SPCC Facts

The following is a summary of the Spill Prevention Control and Countermeasure (SPCC) regulation originally enacted on January 10, 1974 under the Clean Water Act, 40 CFR, Part 112, and last revised in May 2007.

Who must have a plan?

Any business that has bulk oil with an aggregate aboveground storage capacity of 1,320 gallons of oil or more per location. The key word is "capacity." Regulations apply regardless of whether the tank is full or nearly empty. This regulation does not apply to facilities with underground storage tanks subject to state UST regulations.

What is Considered "Oil"?

Any kind of oil in any form such as crude oil; refined petroleum products (gasoline & diesel fuel); sludge; waste oil; oil emulsions; lube oils; grease; fats, oils or greases from animal, fish, or marine mammal origin; vegetable oils, including oils from seeds, nuts, fruits, or kernels; and other oils and greases, including synthetic oils and mineral oils.

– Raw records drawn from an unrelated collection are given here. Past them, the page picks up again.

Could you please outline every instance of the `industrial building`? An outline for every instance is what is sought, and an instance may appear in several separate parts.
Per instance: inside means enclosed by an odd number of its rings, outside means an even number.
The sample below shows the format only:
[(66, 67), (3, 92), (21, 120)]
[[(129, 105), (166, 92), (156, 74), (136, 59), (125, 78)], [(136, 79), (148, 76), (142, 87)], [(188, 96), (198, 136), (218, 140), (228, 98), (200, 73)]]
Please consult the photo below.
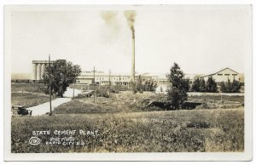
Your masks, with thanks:
[[(157, 81), (157, 76), (152, 76), (149, 74), (135, 74), (135, 80), (141, 76), (143, 78), (151, 78)], [(76, 83), (79, 84), (93, 84), (95, 77), (95, 83), (96, 85), (108, 85), (111, 82), (112, 85), (125, 85), (129, 86), (131, 83), (131, 74), (129, 73), (109, 73), (104, 71), (83, 71), (80, 76), (76, 79)]]
[(221, 82), (228, 82), (228, 80), (230, 80), (230, 82), (233, 82), (233, 80), (240, 81), (241, 78), (240, 78), (238, 72), (228, 67), (222, 69), (215, 73), (204, 75), (201, 77), (204, 78), (205, 81), (207, 81), (209, 77), (212, 77), (217, 83), (219, 83)]

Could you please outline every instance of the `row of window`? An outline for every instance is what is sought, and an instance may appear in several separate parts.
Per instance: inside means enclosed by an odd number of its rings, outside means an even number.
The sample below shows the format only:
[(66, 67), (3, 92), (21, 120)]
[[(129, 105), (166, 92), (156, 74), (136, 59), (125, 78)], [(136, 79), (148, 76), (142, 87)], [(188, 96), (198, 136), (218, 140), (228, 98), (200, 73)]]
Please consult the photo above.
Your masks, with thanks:
[[(218, 74), (218, 76), (223, 76), (224, 74)], [(224, 74), (224, 76), (230, 76), (231, 74)], [(237, 76), (237, 74), (232, 74), (232, 76)]]
[[(96, 77), (96, 80), (108, 80), (109, 78), (108, 77), (106, 77), (105, 79), (104, 79), (104, 77)], [(112, 80), (113, 80), (113, 78), (111, 78)], [(122, 78), (113, 78), (114, 80), (122, 80)], [(127, 79), (129, 79), (129, 78), (125, 78), (125, 80), (127, 80)], [(123, 80), (125, 80), (125, 78), (123, 78)]]

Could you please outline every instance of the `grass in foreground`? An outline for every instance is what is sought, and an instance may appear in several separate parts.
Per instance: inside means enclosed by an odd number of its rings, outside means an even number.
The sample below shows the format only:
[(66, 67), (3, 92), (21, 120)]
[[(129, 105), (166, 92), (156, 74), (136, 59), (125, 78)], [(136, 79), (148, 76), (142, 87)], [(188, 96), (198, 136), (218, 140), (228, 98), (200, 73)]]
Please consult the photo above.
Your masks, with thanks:
[(11, 92), (27, 92), (44, 94), (43, 83), (11, 83)]
[[(194, 152), (243, 151), (242, 110), (55, 114), (12, 118), (12, 152)], [(46, 145), (50, 137), (37, 130), (98, 130), (98, 135), (73, 135), (84, 145)]]
[(35, 106), (49, 101), (49, 96), (29, 93), (12, 93), (11, 101), (13, 105), (23, 105), (25, 107)]

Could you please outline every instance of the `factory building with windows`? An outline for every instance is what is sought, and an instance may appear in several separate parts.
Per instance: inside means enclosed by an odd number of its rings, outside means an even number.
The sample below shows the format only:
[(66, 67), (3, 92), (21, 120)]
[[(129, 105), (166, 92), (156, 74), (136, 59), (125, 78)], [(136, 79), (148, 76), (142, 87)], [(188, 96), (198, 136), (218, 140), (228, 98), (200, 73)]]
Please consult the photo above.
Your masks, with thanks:
[[(127, 85), (131, 83), (131, 74), (129, 73), (108, 73), (104, 71), (83, 71), (80, 76), (76, 79), (76, 83), (79, 84), (88, 84), (92, 85), (95, 76), (95, 83), (96, 85), (108, 85), (109, 81), (112, 85)], [(157, 81), (157, 76), (152, 76), (149, 74), (136, 74), (135, 79), (137, 79), (141, 76), (143, 78), (152, 78), (153, 80)]]
[(240, 82), (241, 80), (241, 77), (240, 77), (241, 76), (238, 72), (228, 67), (215, 73), (205, 75), (201, 77), (204, 78), (205, 81), (207, 81), (209, 77), (212, 77), (217, 83), (219, 83), (221, 82), (228, 82), (228, 80), (230, 80), (230, 82), (233, 82), (233, 80)]

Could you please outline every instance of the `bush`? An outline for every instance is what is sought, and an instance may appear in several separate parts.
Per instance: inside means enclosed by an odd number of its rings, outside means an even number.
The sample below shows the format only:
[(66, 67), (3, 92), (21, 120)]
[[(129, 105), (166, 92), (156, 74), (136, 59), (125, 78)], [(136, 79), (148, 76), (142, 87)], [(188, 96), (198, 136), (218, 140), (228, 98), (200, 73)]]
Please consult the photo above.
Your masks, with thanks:
[(235, 79), (232, 82), (230, 82), (230, 80), (228, 79), (227, 82), (222, 82), (220, 83), (220, 90), (224, 93), (238, 93), (240, 92), (240, 82)]

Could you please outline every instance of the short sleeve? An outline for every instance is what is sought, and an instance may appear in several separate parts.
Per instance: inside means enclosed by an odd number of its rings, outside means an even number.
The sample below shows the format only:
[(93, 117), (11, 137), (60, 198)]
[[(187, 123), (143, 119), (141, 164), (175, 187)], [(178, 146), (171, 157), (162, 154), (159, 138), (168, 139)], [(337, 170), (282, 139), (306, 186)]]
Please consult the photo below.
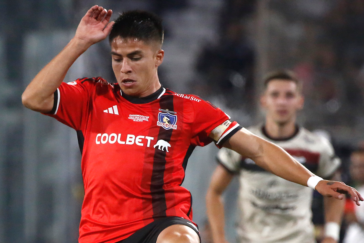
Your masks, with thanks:
[(62, 83), (55, 92), (53, 109), (50, 113), (45, 114), (76, 130), (81, 130), (82, 119), (85, 117), (89, 105), (94, 79), (84, 78)]
[(332, 176), (341, 165), (341, 160), (335, 154), (332, 145), (328, 140), (320, 138), (322, 142), (322, 150), (316, 173), (318, 176), (329, 178)]
[(221, 145), (241, 127), (230, 117), (210, 102), (201, 100), (193, 102), (194, 117), (191, 142), (204, 146), (214, 141), (219, 148)]
[(237, 173), (240, 169), (241, 156), (239, 153), (226, 148), (220, 149), (216, 157), (218, 162), (231, 173)]

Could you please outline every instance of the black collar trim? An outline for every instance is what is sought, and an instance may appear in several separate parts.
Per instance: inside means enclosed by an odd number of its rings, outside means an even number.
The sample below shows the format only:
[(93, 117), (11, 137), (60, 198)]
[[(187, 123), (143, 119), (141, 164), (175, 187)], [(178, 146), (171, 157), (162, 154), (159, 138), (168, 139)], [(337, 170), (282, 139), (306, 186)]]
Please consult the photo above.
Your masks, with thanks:
[(263, 134), (264, 134), (265, 136), (267, 138), (268, 138), (270, 140), (273, 140), (273, 141), (287, 141), (288, 140), (290, 140), (290, 139), (292, 139), (292, 138), (296, 137), (296, 135), (297, 135), (298, 134), (298, 132), (300, 132), (300, 127), (298, 126), (297, 125), (295, 125), (295, 127), (296, 127), (296, 129), (294, 130), (294, 132), (293, 133), (293, 134), (292, 134), (290, 136), (289, 136), (289, 137), (287, 137), (285, 138), (273, 138), (270, 136), (269, 135), (268, 135), (268, 133), (267, 133), (266, 130), (265, 130), (265, 124), (263, 125), (263, 126), (262, 127), (262, 132), (263, 133)]
[(121, 89), (120, 89), (121, 96), (126, 100), (134, 104), (146, 104), (161, 98), (165, 92), (166, 89), (161, 86), (159, 89), (151, 94), (145, 97), (139, 97), (126, 94), (123, 92)]

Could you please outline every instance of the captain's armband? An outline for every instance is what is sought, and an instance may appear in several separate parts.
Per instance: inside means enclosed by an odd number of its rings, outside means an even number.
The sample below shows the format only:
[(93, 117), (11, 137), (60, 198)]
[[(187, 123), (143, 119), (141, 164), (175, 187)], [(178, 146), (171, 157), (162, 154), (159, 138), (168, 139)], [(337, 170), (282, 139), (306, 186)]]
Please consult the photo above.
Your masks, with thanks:
[(211, 133), (210, 134), (210, 137), (213, 139), (215, 142), (217, 142), (219, 141), (220, 138), (221, 137), (221, 136), (226, 131), (226, 130), (228, 129), (228, 128), (229, 128), (231, 124), (231, 122), (229, 120), (225, 121), (224, 122), (214, 128), (214, 130), (211, 131)]

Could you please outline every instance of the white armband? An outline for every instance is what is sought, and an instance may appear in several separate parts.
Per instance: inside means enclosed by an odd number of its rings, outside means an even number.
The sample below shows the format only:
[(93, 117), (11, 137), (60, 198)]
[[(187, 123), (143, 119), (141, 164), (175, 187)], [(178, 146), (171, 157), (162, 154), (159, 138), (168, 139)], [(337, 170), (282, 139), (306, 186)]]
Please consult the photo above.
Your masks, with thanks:
[(321, 177), (317, 176), (311, 176), (307, 180), (307, 186), (314, 190), (315, 187), (316, 187), (318, 182), (323, 180), (324, 179)]
[(325, 236), (331, 237), (337, 242), (340, 236), (340, 226), (335, 222), (328, 222), (325, 224)]

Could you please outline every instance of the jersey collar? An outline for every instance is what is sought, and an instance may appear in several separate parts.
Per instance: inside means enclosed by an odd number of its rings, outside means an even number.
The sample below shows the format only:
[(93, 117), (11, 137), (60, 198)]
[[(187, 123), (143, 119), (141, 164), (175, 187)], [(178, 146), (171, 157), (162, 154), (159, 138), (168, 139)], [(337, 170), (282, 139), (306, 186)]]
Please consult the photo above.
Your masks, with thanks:
[(272, 138), (268, 135), (268, 133), (267, 133), (266, 130), (265, 130), (265, 124), (264, 124), (262, 126), (262, 133), (266, 137), (269, 138), (271, 140), (273, 141), (287, 141), (290, 139), (294, 137), (296, 135), (297, 135), (298, 132), (300, 132), (300, 127), (297, 125), (296, 125), (296, 129), (294, 130), (294, 132), (289, 137), (287, 137), (285, 138)]
[(125, 99), (134, 104), (146, 104), (159, 99), (166, 92), (166, 89), (161, 86), (159, 89), (145, 97), (135, 97), (126, 94), (120, 89), (120, 94)]

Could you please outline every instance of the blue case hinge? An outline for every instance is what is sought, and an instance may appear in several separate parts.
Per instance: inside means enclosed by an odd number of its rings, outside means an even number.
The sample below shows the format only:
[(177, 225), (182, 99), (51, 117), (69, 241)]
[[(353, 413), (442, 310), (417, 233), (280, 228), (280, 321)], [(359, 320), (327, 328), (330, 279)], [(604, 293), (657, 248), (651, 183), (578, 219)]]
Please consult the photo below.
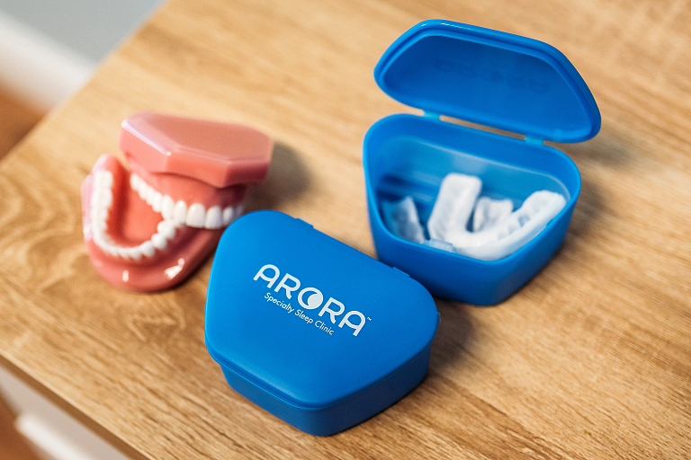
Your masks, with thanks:
[(525, 142), (529, 142), (531, 144), (544, 144), (544, 139), (538, 139), (537, 137), (531, 137), (530, 136), (526, 136)]

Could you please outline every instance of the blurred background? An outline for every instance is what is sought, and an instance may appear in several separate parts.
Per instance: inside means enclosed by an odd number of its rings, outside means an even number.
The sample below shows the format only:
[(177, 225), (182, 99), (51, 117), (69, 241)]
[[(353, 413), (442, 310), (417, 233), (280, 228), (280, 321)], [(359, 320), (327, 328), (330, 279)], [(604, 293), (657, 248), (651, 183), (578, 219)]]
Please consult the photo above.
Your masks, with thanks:
[(162, 0), (0, 0), (0, 157)]

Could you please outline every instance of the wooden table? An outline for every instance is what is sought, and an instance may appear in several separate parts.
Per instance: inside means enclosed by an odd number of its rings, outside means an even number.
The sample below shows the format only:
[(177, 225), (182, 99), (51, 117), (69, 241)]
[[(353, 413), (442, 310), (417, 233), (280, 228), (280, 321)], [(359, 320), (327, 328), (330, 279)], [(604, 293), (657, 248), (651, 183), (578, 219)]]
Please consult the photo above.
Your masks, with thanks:
[[(437, 300), (422, 385), (343, 433), (305, 435), (232, 391), (207, 353), (211, 261), (154, 295), (96, 275), (79, 184), (139, 111), (247, 123), (276, 142), (248, 210), (373, 255), (362, 139), (413, 110), (372, 68), (435, 17), (560, 49), (602, 130), (559, 146), (583, 190), (543, 271), (495, 307)], [(134, 458), (688, 458), (689, 24), (681, 0), (173, 0), (0, 164), (0, 363)]]

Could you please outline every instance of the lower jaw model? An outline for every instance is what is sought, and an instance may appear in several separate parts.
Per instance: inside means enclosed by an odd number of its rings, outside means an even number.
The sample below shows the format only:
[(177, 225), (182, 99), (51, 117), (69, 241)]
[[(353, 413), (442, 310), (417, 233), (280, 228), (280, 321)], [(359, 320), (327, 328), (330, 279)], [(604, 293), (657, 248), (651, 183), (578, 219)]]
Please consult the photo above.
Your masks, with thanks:
[(125, 154), (103, 155), (82, 183), (84, 236), (94, 267), (112, 284), (155, 291), (185, 279), (242, 210), (249, 184), (218, 188), (150, 172)]

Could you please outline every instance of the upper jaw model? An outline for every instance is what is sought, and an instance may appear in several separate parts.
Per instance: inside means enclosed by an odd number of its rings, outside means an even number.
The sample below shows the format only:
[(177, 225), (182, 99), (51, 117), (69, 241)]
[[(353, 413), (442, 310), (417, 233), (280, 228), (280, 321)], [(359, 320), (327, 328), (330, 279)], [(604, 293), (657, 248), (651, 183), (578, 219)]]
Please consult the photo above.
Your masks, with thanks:
[(130, 169), (106, 154), (82, 183), (84, 238), (105, 279), (138, 291), (175, 286), (204, 261), (274, 146), (247, 126), (152, 112), (125, 119), (119, 144)]

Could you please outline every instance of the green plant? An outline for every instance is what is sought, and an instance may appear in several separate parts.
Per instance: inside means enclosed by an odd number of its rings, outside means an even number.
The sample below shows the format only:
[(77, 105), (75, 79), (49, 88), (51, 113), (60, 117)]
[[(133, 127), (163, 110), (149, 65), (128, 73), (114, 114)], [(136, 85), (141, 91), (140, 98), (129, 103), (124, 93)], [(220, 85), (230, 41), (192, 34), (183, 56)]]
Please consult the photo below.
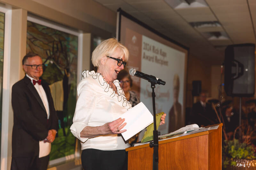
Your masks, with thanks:
[(228, 166), (235, 166), (235, 159), (252, 159), (256, 158), (255, 148), (252, 145), (240, 143), (238, 139), (225, 140), (222, 147), (222, 155), (225, 158), (223, 164), (224, 167)]

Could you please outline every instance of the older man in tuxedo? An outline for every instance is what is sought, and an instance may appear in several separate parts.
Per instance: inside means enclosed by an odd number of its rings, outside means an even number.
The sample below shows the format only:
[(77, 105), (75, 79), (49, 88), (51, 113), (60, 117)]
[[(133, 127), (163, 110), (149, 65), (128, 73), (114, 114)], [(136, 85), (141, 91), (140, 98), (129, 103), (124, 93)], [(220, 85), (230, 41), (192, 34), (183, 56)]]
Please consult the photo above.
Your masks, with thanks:
[(213, 124), (216, 123), (217, 117), (211, 104), (206, 102), (206, 94), (200, 94), (200, 100), (193, 104), (192, 121), (199, 127)]
[(47, 169), (58, 119), (49, 87), (39, 79), (43, 66), (37, 54), (25, 56), (26, 75), (12, 86), (12, 170)]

What is Considered "Bulk Storage"?

Any container with a capacity of 55 gallons or more.

When is the deadline?

Existing SPCC plans must be revised to meet the 2002 regulatory changes by November 10, 2010. Facilities placed in service between August 16, 2002 and November 10, 2010 must have plans developed and implemented by November 10, 2010. Facilities that meet the above criteria that were in service on or before August 16, 2002 and do not have SPCC plans are out of compliance.

What are the fines for non-compliance?

Fines can start at $1,000 for not having an SPCC plan in place. This does not include possible fines from 68 other categories. Fines are normally assessed in proportion to the size of the facility.

What is in the SPCC Plan?

The plan must include information on storage containers, maps and diagrams of the facility, secondary containment structures, flow patterns of site drainage, preventative measures, containment procedures, cleanup equipment and material, employee training, routine inspections and recordkeeping.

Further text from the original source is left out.